Thread:  Tan UNI-thread 8/0.
Tail:  Moose mane, or moose body hairs.
Body:  Floss (olive, orange, and yellow are popular), with deer hair folded over top.
Wing:  Deer hair tips from the folder over body.
Hackle:  Brown.

Place your hook in the vise and start your thread near the rear of the hook shank.










Tie in your tail, 1.5 times the hook gap, or just slightly shorter than your 1x long hook shank.










Secure the butt ends to the hook shank, and wrap the butt ends forward.

Return your thread to the rear of the hook.








Measure a clump of deer hair 2x the length of the tail, and tie it in.

Measuring the deer hair is the most important step for this fly!  Take your time, and start over if you made it too long.

Wrap over the flaring butts of deer hair to ensure it is secured to the hook.



Clip the butt ends as close to the hook shank as you can get without clipping your thread.










....and finish it off with some tight wraps.

It helps to keep the deer hair separated from the moose hair as much as possible.  Try to keep the deer hair on the top/sides of the hook shank only.








Tie in a piece of floss, and wrap your thread forward.










Wrap your floss forward.

Don't worry about tapering the body at all since we are covering the majority of it with deer hair.  









Fold the deer hair over the body, and secure it to the hook shank.

It's important that you keep the deer hair from rotating when you secure it to the hook shank.  You want to make sure you can see the floss from the bottom.





At this point you can create a small thread dam in front of the wings to stand them upright.

Separate the wings with some figure-8 wraps, and then post each individual wing as you would with normal hair wing dry flies.






Tie in your brown dry fly hackle, and wrap it forward.

I use the humpy in pocket water mostly, and I like to keep them bushy so I can see them better.  You can use as many wraps of hackle as you prefer.







Whip finish and trim your thread.











Tuesday, July 2, 2013

Depth charge birds nest



Materials needed:
Hook:  Standard 2x long hook shank nymph hook.
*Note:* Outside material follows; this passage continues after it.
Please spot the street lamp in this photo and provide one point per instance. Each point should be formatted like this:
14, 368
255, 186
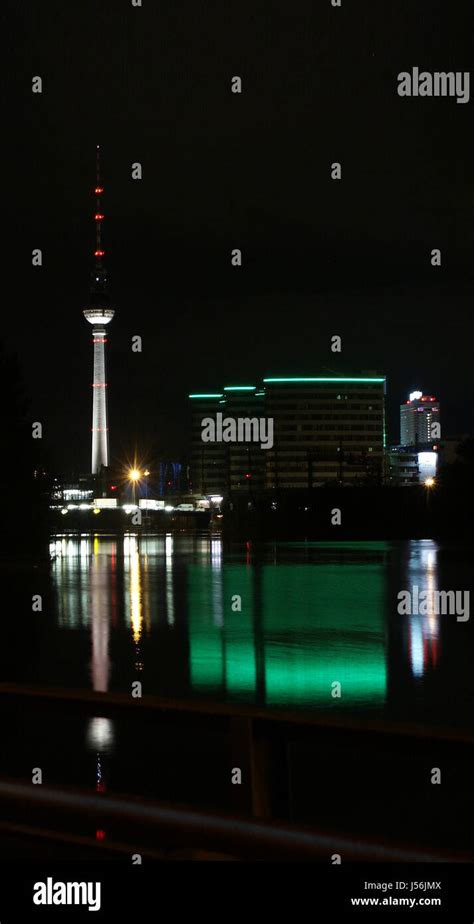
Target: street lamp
134, 476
Sizes #8-#16.
Thread:  Light olive 8/0 UNI-thread.
Weight:  One undersized copper tungsten bead, one oversized tungsten bead, 15 wraps of lead wire.
Antennae:  Tan goose biots.
Tail:  Tan goose biots.
Body:  AZ synthetics peacock golden dubbing.
Rib:  Copper wire.
Legs:  Partridge
Thorax:  AZ synthetics peacock golden dubbing with hares ear guard hairs mixed in.


Place your beads on your hook.  

Put the copper bead on as you normally would, but put the black bead on the opposite way so the big hole in the black bead fits over the top of the copper bead.







Pull the black bead back to the hook bend, and start your thread just behind the copper bead.










Select 2 goose biots and place them back to back as shown.

For antennae, use goose biots from the bottom of the feather.  These are usually thinner, and aren't as rigid as the biots further up on the feather.







Tie in the biots on either side of the copper bead, and whip finish.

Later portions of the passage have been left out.